Perfect for breakfast, lunch or a healthy snack, this easy Pitaya Bowl recipe is light, fruity and refreshing. A dragonfruit smoothie base is blended with banana, yogurt and other nutrient packed ingredients before being topped with your favorite fruit. 

overhead shot of pitaya bowl smoothie bowl with blueberries, kiwi, coconut and raspberries.

Smoothie bowls are somewhat of an obsession in my house. We love to visit our local smoothie shop for the vibrant, flavor packed bowls that are brimming with fresh fruit but they can be pricey. And it a bit of a mission to find time to drive there so, the next best thing is to make them at home.

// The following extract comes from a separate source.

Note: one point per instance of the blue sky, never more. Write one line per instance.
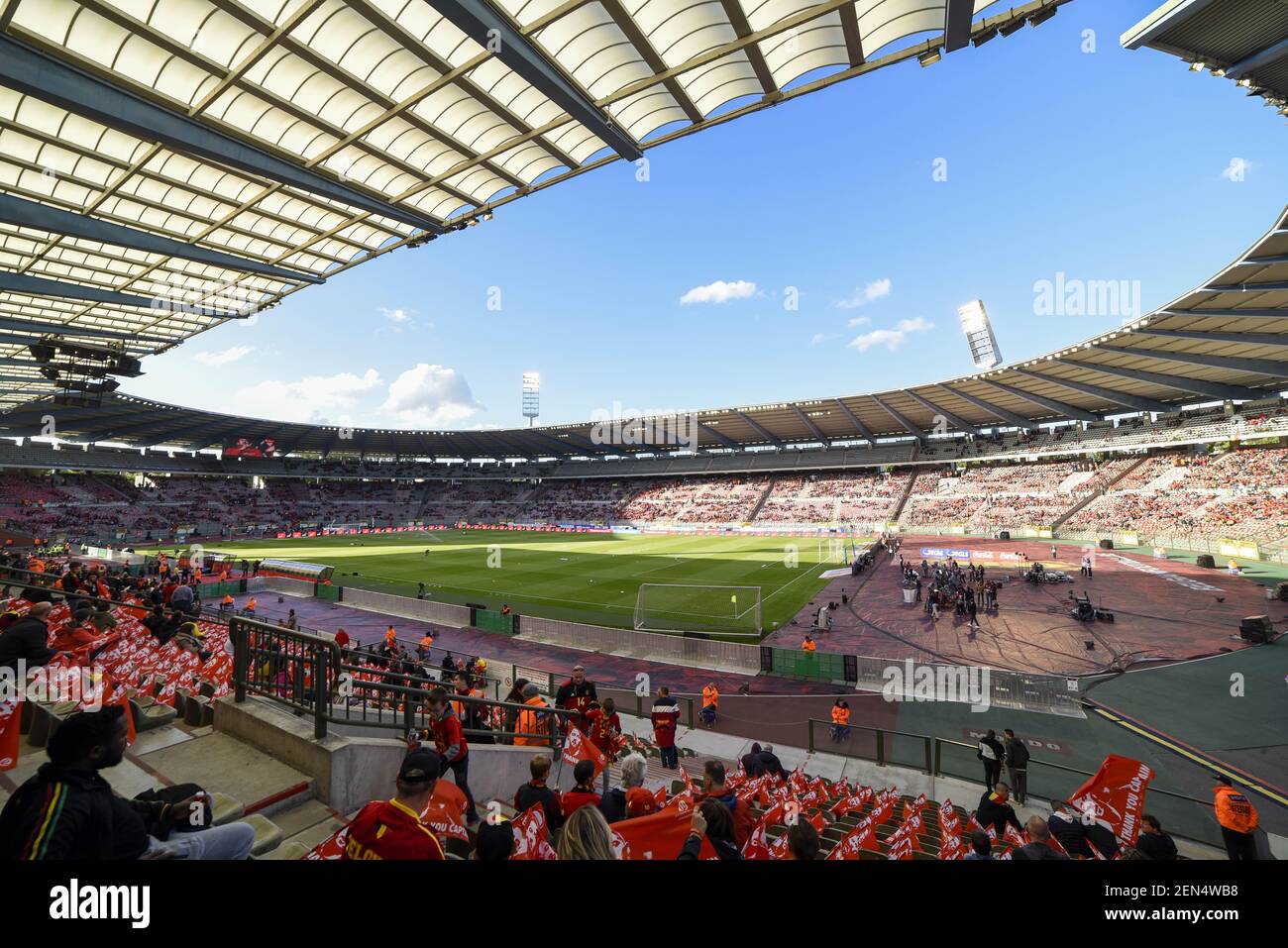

They couldn’t be easier to whip up at home, either. We love making Acai Bowls but these Pitaya Bowls are another one of our favorites that have been on repeat all summer long.

Pitaya Smoothie Bowl

Smoothie Bowl joints are popping up all over the place right now but the bowls can range from anywhere between $8 and $14 a pop. That’s a lot of money for one bowl so we like to save some money by making them on our own.

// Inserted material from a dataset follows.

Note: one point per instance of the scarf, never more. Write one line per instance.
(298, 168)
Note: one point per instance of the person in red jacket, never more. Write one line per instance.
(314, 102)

Pitaya, also known as dragonfruit, is a beautiful tropical fruit, full of fiber, and packed with nutrients that has been found to boost immunity, prevent cancer, and slow aging.

Bag of frozen pitaya

The inside of the dragonfruit can be either white or bright magenta and you can buy it both fresh or frozen. The white dragonfruit (which is actually magenta on the outside) is much easier to find in the United States in fresh form. BUT you can find the red dragonfruit in your grocer’s freezer section. That’s what we used to make our Pitaya Bowls in the photos.

How To Make A Pitaya Bowl

Making a Dragonfruit Smoothie Bowl is super easy to do. The base whips up the same way a smoothie does and then you just add your favorite toppings. 

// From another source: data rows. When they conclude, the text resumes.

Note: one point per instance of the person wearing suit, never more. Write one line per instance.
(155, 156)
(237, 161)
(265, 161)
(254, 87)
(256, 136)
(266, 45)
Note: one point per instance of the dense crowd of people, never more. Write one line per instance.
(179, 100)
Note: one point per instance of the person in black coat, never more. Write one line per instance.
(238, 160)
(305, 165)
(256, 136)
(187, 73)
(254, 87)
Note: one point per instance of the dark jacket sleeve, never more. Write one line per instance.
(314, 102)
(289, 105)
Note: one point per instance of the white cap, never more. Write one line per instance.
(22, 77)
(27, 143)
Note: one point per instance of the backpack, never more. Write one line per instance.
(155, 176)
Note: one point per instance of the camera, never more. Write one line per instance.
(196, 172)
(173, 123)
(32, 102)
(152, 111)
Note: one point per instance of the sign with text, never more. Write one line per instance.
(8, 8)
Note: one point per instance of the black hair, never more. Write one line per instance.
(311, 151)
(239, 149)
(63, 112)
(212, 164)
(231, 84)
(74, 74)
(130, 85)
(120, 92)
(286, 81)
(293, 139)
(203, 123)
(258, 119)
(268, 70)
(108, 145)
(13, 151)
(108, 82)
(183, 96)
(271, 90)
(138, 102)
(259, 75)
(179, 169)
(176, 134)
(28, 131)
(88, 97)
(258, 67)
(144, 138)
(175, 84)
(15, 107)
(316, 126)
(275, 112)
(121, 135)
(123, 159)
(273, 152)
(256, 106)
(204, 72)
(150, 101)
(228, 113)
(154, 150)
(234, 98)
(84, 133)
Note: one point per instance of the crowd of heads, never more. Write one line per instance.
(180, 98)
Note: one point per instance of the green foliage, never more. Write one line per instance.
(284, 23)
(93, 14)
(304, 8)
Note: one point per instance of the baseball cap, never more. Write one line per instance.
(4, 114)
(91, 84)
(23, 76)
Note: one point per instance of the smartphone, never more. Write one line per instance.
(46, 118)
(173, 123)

Add all the smoothie bowl ingredients to the pitcher of a high speed blender and puree until smooth but still thick.

Pour the smoothie bowl base into a bowl and top with fresh chopped fruit, granola, flaked coconut or nuts.

two bowls of Pitaya smoothie bowls with fresh fruit on top

Tips for Making Smoothie Bowls

  • Your Pitaya Bowl is best if enjoyed as soon as you make it. If you want to make it in advance, pour the smoothie base into individual containers and freeze without the toppings. To eat later, allow the smoothie bowl to thaw for 10-15 minutes and give it a stir before adding your toppings.
  • Customize your own smoothie bowl by trying other fruits like mango, apple, papaya and kiwi. Sometimes I like to add a beet to amp up the nutrition factor. Beets provide tremendous energy and oodles of antioxidants!
  • If you can’t have dairy or are looking to make a vegan smoothie bowl, simply substitute your favorite dairy-free yogurt.
  • Keep the sugar low by skipping the honey. I find if I add a super ripe banana there’s no need to add honey or other sweeteners.
Overhead shot of two pitaya smoothie bowls on a wicker mat with a cut up dragon fruit on the side.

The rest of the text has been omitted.